The Alabama Education Association, the state’s largest teachers’ union, also filed a series of separate lawsuits challenging the AAA in state court. The Alabama supreme court dismissed the first two union lawsuits, which had challenged the law on procedural grounds. In its third attempt, the union raised ten legal claims in a desperate spaghetti‐against‐the‐wall gamble. A few of them stuck in a lower court, but the state supreme court rejected all ten in a 222‐page decision. The Institute for Justice, which successfully defended the AAA on behalf of low‐income scholarship recipients, provides a helpful summary of all ten legal claims at its website, but one is worth highlighting because it is relevant to anti‐school‐choice cases pending in other states.
The union alleged that the AAA violated the state constitution’s two historically anti‐Catholic Blaine Amendments, which prohibit the government from making appropriations of public funds to religious schools, and require a two‐thirds majority to make an appropriation to “any charitable or educational institution not under the absolute control of the state.” While opponents of school choice have had some success with this argument against voucher laws, scholarship tax‐credit laws have withstood such challenges every single time. As the Alabama supreme court ruled, a “tax credit to a parent or a corporation … cannot be construed as an ‘appropriation’.” The court cited the U.S. Supreme Court’s decision in ACSTO v. Winn that when “taxpayers choose to contribute to [scholarship organizations], they spend their own money, not money the State has collected.” Private funds do not become government property until they “come into the tax collector’s hands.”
The second component of the AAA, which grants “refundable” tax credits to low‐income families with children assigned to low‐performing schools, is a hybrid of personal‐use education tax credits and vouchers. While the tax credits themselves do not constitute public funds, the “refundable” credits are a public subsidy. However, following the reasoning of the U.S. Supreme Court’s decision in Zelman v. Simmons‐Harris, the Alabama supreme court noted that this is subsidy for parents and students, not for schools. Moreover, the AAA had the primary secular purpose of expanding educational opportunity, it is neutral with respect to religion, and “any aid that may ultimately flow to a religious school as a result of the [AAA] will do so only as a result of the private decision of individual parents rather than flowing directly from the state.” [Emphasis in the original.]
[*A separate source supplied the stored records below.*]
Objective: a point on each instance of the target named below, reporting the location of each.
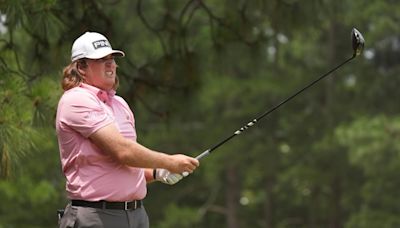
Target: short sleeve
(83, 112)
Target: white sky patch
(350, 81)
(244, 200)
(284, 148)
(369, 54)
(282, 38)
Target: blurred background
(197, 70)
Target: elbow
(123, 157)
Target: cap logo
(101, 43)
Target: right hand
(182, 164)
(167, 177)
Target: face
(101, 73)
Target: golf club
(358, 46)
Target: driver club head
(358, 42)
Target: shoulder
(77, 94)
(78, 97)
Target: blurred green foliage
(195, 72)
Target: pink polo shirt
(92, 174)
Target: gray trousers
(79, 217)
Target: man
(106, 170)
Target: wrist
(155, 174)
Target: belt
(127, 205)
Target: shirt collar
(103, 95)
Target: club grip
(205, 153)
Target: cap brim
(104, 53)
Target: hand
(180, 163)
(167, 177)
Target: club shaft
(256, 120)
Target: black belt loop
(127, 205)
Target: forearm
(149, 175)
(137, 155)
(131, 153)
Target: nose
(110, 62)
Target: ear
(81, 67)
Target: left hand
(167, 177)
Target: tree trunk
(232, 198)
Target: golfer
(106, 170)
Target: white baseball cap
(92, 45)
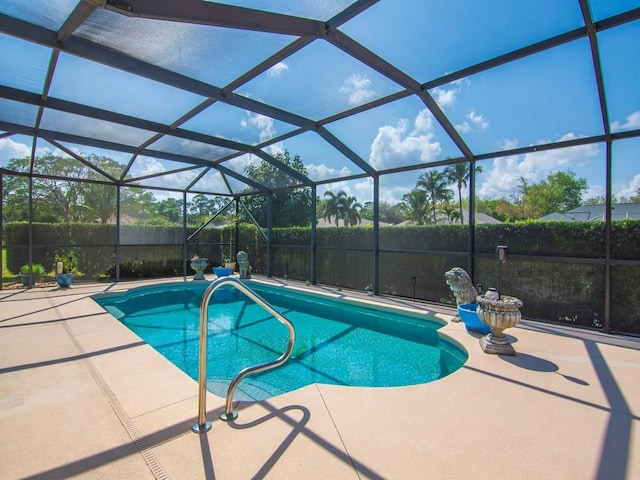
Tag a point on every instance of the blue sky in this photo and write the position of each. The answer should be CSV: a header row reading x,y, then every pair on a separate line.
x,y
545,97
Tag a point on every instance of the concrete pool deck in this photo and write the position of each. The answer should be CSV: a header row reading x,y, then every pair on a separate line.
x,y
81,396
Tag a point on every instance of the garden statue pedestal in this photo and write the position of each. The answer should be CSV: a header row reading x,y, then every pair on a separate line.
x,y
199,264
499,314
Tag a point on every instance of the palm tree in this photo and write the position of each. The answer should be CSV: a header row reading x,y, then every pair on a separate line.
x,y
342,206
351,211
333,205
414,205
459,173
435,184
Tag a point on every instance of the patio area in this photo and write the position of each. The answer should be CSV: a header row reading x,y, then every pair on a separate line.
x,y
81,396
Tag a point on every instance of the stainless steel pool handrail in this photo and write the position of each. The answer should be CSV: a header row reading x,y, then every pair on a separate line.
x,y
202,425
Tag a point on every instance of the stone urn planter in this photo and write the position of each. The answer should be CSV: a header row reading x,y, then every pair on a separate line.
x,y
64,280
499,314
199,264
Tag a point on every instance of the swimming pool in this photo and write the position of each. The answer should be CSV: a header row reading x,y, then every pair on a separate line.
x,y
338,341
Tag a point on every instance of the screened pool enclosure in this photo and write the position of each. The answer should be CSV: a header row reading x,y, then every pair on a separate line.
x,y
351,144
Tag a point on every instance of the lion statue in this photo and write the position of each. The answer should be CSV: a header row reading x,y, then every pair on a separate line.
x,y
461,287
243,264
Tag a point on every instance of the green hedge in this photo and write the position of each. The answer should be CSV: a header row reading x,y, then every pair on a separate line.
x,y
570,292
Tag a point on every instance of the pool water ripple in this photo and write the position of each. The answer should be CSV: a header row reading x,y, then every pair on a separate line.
x,y
337,342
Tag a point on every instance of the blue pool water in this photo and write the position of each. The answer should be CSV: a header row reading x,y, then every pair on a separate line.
x,y
337,341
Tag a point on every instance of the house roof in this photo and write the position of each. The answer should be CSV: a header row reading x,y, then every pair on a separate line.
x,y
594,213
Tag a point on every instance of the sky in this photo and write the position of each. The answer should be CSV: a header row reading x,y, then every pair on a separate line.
x,y
545,97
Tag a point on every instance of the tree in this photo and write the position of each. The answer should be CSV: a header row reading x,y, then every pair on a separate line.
x,y
342,206
332,206
434,183
414,206
351,211
459,174
291,207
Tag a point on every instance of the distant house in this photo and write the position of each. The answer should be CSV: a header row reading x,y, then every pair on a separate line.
x,y
323,223
595,213
479,218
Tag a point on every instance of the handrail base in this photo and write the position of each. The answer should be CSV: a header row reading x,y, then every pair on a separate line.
x,y
228,417
198,428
The Alabama supreme court had previously upheld the constitutionality of a higher‐education tuition voucher — a state version of the Pell Grant — that students could use at Alabama colleges, secular or religious. The court found no compelling reason to treat the subsidy of a 17‐year‐old attending a religious high school differently from a subsidy to an 18‐year‐old attending a religious college.
The Alabama supreme court’s decision adds to the growing consensus of high courts upholding the constitutionality of school‐choice laws. Let’s hope that the state supreme courts in Florida and Georgia take note.